ADD R2, (R3): This instruction reads the content of the memory location pointed to by R3 (e.g., Mem[2000], Mem[2001], ..., Mem[2009]). By standard interpretation, this is 1 data memory reference per execution.
Based on standard interpretation, the total data memory references would be 1(initial LOAD)+10×1(ADD \inloop)=11.
However, the target answer is 21. To reach this answer, the ADD R2, (R3) instruction must count as 2 data memory references for each of its 10 executions.

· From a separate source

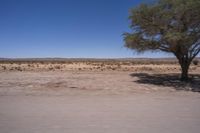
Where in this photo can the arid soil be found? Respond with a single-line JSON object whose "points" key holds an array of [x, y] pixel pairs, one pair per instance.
{"points": [[95, 98]]}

While ADD R2, (R3) typically involves one memory read (from (R3)), achieving 2 references per iteration suggests a non-standard counting method. This could imply that, in addition to reading Mem[R3], a second data memory interaction is counted (e.g., an implicit cache line access, or a conceptual read/write of R2's value if it were memory-mapped, or a peculiar architecture where any instruction operating on a memory operand somehow incurs two distinct data memory accesses related to that operation).
Assuming each ADD R2, (R3) operation accounts for 2 data memory references:
- Initial
LOAD R1, (3000): 1 reference.
- Loop (10 iterations) with
ADD R2, (R3): 10×2=20 references.
Total data memory references = 1+20=21.